Consider specific versus general, and look at it as an order of operations thing. If the Thief is more specific, then the centaur increases it from 1 to 4, and then the thief nulls it. If the centaur is more specific, then the thief nulls it, and the centaur... well, the centaur's feature says "instead of", and by the time you get there, there is no "1 extra foot" for the "4 extra feet" to replace. As such, it falls off again, and you wind up with the same answer.

That having been said, there are two things to consider. The first is that this is a somewhat implausible type to begin with. Centaurs don't get any dex bonus (which the thief needs), they do get a str bonus (which the thief can't really use), and they have nothing in particular that makes them all that good at being rogues (carrying capacity?). Those few centaurs that do want to be rogues would probably want to be Scouts, rather than thieves. The only way one of these is showing up in campaign is if the DM puts it there deliberately as an NPC or a player decides to do it because they want to be wacky.
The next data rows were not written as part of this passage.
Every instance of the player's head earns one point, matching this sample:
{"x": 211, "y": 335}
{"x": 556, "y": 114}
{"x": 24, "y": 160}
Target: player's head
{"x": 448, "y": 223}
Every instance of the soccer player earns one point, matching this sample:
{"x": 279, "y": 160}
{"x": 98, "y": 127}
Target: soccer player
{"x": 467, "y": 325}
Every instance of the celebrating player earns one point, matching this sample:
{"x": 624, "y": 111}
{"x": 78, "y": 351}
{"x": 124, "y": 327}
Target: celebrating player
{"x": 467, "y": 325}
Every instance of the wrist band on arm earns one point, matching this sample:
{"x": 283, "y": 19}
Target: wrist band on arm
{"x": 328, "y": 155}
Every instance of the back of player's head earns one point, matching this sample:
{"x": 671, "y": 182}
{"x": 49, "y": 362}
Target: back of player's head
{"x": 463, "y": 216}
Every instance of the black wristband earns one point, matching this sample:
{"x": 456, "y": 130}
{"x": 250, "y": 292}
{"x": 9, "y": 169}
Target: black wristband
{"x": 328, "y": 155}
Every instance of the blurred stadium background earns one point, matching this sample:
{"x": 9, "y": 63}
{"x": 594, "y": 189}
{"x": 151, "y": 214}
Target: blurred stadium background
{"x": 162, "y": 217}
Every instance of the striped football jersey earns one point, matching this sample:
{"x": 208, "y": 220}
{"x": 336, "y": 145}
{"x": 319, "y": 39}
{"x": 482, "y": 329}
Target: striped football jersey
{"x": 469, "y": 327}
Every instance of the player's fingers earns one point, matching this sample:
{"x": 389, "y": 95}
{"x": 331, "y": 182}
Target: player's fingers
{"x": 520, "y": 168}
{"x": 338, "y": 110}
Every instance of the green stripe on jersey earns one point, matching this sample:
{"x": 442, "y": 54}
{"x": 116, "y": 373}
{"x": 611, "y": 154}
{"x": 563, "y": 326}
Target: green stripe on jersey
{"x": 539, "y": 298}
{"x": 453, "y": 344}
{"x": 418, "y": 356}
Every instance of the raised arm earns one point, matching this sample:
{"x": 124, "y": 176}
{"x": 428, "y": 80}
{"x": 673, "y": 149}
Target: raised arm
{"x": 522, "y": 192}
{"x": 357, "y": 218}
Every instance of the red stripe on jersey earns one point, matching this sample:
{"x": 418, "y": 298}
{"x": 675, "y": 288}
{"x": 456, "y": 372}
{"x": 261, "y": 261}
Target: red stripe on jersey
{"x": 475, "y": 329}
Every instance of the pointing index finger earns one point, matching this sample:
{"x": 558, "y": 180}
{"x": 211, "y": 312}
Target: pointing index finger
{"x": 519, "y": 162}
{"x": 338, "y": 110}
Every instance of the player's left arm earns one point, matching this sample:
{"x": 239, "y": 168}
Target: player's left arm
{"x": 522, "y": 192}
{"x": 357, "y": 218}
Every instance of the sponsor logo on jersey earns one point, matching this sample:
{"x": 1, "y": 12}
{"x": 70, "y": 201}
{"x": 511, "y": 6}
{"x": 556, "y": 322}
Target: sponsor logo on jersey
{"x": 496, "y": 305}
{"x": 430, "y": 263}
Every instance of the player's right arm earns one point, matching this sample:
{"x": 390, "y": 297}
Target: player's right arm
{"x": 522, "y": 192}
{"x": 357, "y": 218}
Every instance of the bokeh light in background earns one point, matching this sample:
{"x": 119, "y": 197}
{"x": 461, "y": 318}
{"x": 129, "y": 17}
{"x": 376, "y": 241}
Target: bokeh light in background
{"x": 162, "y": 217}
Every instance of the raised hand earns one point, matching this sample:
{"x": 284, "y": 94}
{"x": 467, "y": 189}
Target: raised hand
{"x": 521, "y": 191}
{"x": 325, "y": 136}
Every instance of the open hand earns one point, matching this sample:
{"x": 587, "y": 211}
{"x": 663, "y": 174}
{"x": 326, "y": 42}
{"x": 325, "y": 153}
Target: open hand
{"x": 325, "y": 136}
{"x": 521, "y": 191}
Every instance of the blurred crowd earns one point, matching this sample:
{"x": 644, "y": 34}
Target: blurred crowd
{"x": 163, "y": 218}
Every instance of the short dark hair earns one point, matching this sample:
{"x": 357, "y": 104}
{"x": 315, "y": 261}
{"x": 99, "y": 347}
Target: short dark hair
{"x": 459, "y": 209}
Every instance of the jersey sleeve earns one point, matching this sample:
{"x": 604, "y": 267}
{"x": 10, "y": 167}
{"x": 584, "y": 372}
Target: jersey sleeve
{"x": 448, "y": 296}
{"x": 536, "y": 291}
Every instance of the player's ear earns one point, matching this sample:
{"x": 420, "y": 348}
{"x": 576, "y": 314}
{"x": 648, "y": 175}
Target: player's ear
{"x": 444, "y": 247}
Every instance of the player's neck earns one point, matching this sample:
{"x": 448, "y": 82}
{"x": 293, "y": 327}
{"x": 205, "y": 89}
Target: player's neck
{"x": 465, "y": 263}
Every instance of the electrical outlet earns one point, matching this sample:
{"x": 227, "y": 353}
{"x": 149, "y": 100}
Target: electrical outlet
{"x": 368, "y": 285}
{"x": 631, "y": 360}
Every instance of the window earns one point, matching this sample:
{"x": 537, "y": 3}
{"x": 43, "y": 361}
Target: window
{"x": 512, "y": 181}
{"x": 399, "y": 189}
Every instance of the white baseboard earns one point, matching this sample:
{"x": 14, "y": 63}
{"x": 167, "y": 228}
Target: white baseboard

As such, this is not a "limits of optimization" question. A centaur thief-rogue is already significantly nonoptimal. This is a "how silly do you want your gameworld to be" question. If your wacky, wacky player wants to run a centaur who can climb walls faster even than other thieves, do you want that in your gameworld? There's a sliding scale of serious vs silly-but-awesome and the real answer to the question (in the cases where it'll actually be asked) should be based more on that than on a legalistic reading of two rules that pretty clearly weren't intended to meaningfully interact.